Anita Klueg, a returned Maryknoll Lay Missioner who lived and worked in Kenya, reflects on the blessing of being a witness to God's work.
As a returned Maryknoll Lay Missioner in Mombasa, Kenya for seven years, first as a couple and eventually a family with two daughters, I have been blessed to be a witness to God’s work in myself and God’s presence and surprises in the joy and the sadness of mission.
Some of the joys were when I taught an eight-year-old, Hamza, how to read his first paragraph and when I broke fast with a Muslim family during Ramadan. The sadness of mission was attending a burial for the same student, Hamza, just two years later because of sickness from drinking unclean water with a poor immune system – something easily curable for those with resources.
In the reading from Luke, the disciples witness and experience a miracle while fishing. As a part of this miracle, they receive a call to be fishers of people. In the reading from Isaiah, the call is to be sent forth and ready to respond.
As a campus minister at the University of Detroit Mercy, I have been blessed to be a witness on an immersion experience in Nogales, Arizona, and Mexico. Serendipitously, this visit coincided with President Donald Trump’s televised speech about a "crisis of the heart and a crisis of the soul," at the U.S.-Mexico border. I cringed at the president’s words, having listened to two women in a migrant shelter sharing two very different stories of suffering that same day.

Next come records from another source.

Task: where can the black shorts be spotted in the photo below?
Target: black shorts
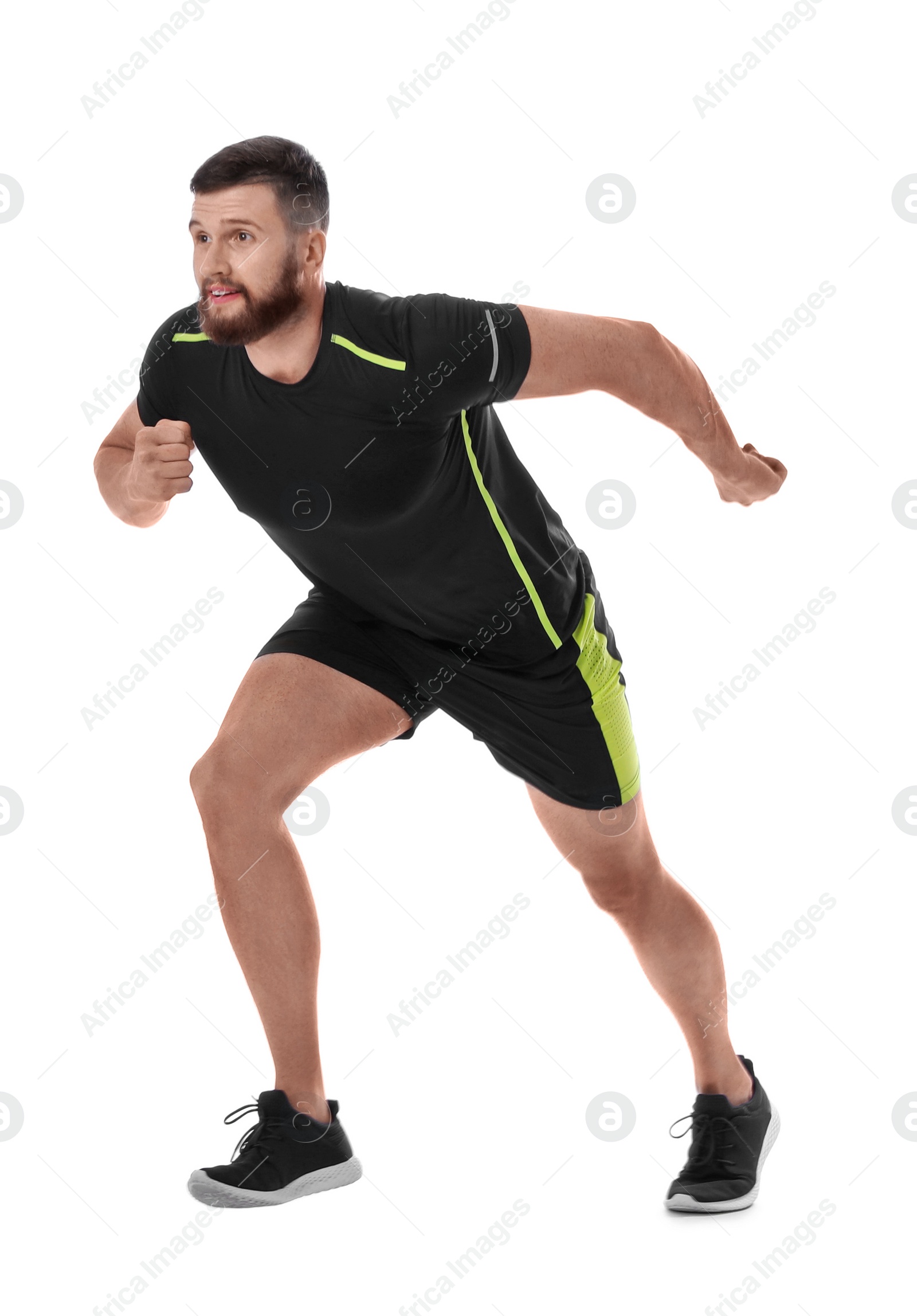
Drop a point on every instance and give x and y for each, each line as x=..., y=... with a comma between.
x=561, y=723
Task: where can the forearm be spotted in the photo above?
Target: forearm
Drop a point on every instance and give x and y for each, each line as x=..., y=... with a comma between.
x=680, y=398
x=112, y=468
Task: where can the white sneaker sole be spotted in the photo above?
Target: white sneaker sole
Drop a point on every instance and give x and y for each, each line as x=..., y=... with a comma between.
x=683, y=1202
x=216, y=1194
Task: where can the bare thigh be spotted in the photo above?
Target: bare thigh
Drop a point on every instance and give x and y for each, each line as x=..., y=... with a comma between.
x=290, y=720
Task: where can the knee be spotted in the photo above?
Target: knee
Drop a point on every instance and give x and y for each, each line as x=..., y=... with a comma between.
x=224, y=786
x=622, y=891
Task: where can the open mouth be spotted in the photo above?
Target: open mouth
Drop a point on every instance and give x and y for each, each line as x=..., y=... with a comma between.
x=220, y=294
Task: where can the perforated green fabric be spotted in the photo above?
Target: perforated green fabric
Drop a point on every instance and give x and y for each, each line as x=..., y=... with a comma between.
x=602, y=674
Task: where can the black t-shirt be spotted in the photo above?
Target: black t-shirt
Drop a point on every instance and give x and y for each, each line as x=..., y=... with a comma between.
x=385, y=474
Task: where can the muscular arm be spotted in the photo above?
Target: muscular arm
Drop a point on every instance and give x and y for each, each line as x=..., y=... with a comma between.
x=630, y=359
x=140, y=469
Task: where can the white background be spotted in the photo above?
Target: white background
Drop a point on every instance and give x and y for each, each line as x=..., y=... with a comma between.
x=475, y=189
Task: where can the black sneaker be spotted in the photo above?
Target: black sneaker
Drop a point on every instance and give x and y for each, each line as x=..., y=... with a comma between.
x=728, y=1149
x=287, y=1154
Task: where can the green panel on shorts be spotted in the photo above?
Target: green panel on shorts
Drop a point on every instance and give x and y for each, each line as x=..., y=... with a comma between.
x=600, y=673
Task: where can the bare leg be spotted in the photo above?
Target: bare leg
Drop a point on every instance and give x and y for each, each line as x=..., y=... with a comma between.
x=673, y=937
x=290, y=722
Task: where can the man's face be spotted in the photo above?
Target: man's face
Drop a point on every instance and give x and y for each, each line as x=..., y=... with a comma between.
x=246, y=263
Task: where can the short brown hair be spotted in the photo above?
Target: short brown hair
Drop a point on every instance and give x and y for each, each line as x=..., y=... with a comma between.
x=296, y=177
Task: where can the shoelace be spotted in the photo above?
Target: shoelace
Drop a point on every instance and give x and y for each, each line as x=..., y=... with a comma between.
x=257, y=1135
x=260, y=1132
x=708, y=1145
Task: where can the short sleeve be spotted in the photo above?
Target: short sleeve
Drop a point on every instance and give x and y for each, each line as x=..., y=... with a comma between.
x=156, y=394
x=469, y=353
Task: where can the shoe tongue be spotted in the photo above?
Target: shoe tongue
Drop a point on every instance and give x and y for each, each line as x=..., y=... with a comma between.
x=275, y=1102
x=714, y=1103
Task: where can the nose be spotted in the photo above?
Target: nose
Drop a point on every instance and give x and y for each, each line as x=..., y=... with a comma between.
x=215, y=264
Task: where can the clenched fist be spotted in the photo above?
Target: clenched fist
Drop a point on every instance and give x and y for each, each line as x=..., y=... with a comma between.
x=161, y=466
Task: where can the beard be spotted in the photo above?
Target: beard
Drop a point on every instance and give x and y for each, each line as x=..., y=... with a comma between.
x=254, y=318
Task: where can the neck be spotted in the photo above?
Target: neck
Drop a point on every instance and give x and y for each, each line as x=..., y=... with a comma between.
x=287, y=353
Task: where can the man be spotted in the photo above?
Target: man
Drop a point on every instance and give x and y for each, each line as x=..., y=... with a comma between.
x=359, y=432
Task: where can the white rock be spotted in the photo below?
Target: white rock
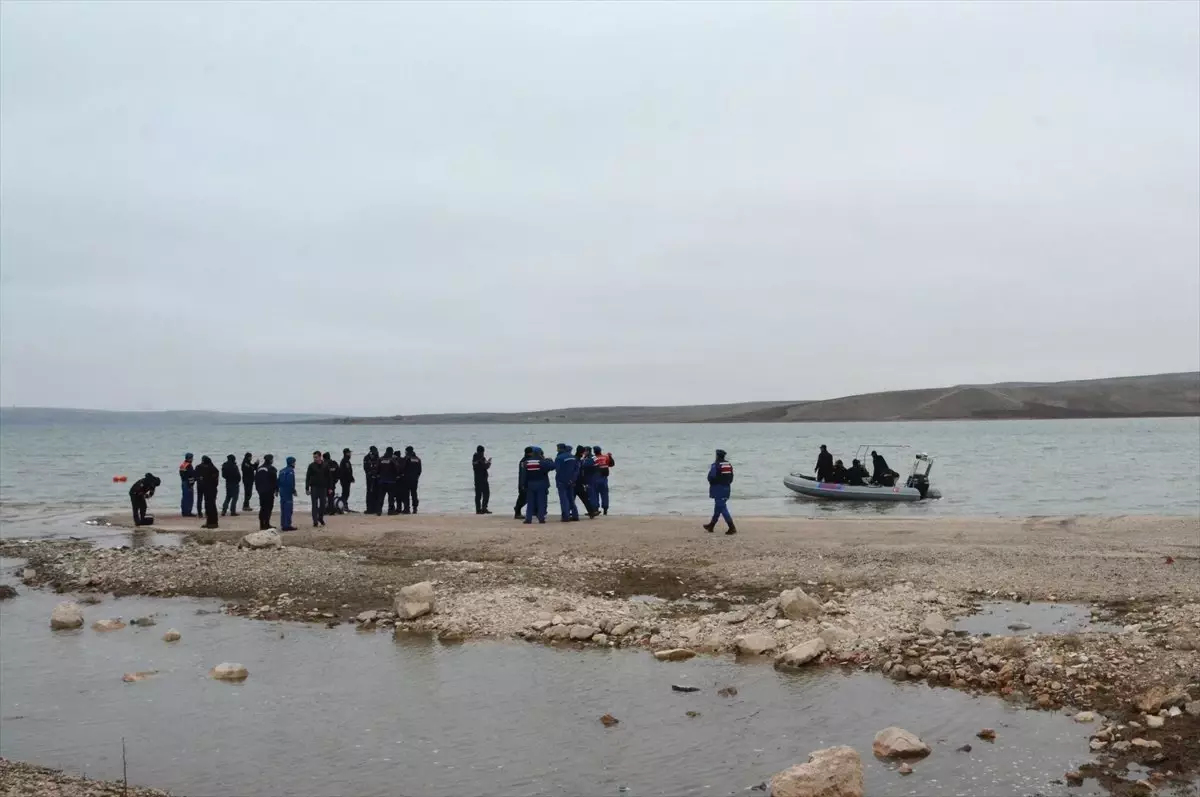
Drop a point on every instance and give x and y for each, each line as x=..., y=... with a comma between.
x=899, y=743
x=834, y=772
x=801, y=654
x=66, y=615
x=796, y=604
x=264, y=539
x=934, y=624
x=755, y=643
x=229, y=671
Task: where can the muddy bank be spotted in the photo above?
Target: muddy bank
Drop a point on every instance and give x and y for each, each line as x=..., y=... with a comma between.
x=25, y=780
x=877, y=595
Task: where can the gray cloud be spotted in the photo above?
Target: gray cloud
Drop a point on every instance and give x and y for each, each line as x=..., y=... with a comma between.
x=376, y=208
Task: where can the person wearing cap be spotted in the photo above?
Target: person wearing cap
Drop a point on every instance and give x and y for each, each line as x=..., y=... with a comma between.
x=142, y=490
x=186, y=484
x=600, y=480
x=409, y=479
x=232, y=475
x=720, y=477
x=346, y=478
x=267, y=484
x=287, y=490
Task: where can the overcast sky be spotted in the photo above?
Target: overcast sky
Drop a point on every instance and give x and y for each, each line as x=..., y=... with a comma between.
x=396, y=208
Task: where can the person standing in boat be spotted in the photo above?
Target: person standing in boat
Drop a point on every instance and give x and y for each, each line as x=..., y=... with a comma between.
x=825, y=465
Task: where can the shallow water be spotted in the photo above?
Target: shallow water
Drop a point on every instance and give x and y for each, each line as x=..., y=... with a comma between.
x=52, y=478
x=340, y=711
x=1006, y=618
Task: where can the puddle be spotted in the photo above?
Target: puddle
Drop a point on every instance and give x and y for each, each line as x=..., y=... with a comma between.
x=1011, y=618
x=337, y=711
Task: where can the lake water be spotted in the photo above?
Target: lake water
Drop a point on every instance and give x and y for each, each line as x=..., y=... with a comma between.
x=340, y=711
x=51, y=477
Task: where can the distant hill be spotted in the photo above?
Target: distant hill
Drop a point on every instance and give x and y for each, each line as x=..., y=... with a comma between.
x=55, y=417
x=1147, y=396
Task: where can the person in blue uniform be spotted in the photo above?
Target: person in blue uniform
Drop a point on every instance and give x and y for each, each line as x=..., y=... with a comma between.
x=267, y=485
x=567, y=472
x=287, y=490
x=538, y=469
x=720, y=477
x=600, y=481
x=186, y=485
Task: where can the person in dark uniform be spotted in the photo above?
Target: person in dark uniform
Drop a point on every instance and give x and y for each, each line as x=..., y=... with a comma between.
x=371, y=474
x=522, y=489
x=232, y=475
x=316, y=486
x=247, y=480
x=186, y=486
x=856, y=474
x=720, y=478
x=267, y=484
x=479, y=466
x=825, y=465
x=142, y=491
x=209, y=478
x=412, y=479
x=387, y=481
x=346, y=478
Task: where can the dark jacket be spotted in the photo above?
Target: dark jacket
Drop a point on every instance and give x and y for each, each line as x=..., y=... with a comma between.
x=316, y=477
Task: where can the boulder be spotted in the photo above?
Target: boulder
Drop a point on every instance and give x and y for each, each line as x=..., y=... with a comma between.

One of the women was Elba, who crossed the border with her parents when she was only 15 years old and eventually made a life for herself and her four children by working two jobs at a restaurant and cleaning homes for over twenty years in the U.S. Then, during the week of New Year's, the police stopped her for a traffic violation, put her in jail for two days while ICE personnel were on holiday, then deported her. Elba was taken away from two special needs children, the youngest only four years old. I wonder how we save our country money by taking on the costs of care for her children now that she no longer can provide for them. I wonder how Elba will bear the tragedy of being away from her children and trying to settle in a country where she did not grow up.
Jesus, what does it mean to be fishers of people? How am I to be sent? Where will I go?
I could choose to feel helpless by what I have witnessed. Yet my experience of mission and my experiences each day in new relationships with people I meet, have taught me the value of “building bridges” (a value of Maryknoll Lay Missioners).
As a witness to Hamza’s and Elba’s stories, I am now a part of their stories. As a witness, I bear a responsibility not to only observe and share facts. I am called, as Ex Corde Ecclesiae, the document that identifies what constitutes Catholic identity at Catholic colleges and universities, says to “demonstrate the courage to express the uncomfortable truths, truths that may clash with public opinion but that are also necessary to safeguard the authentic good of society.”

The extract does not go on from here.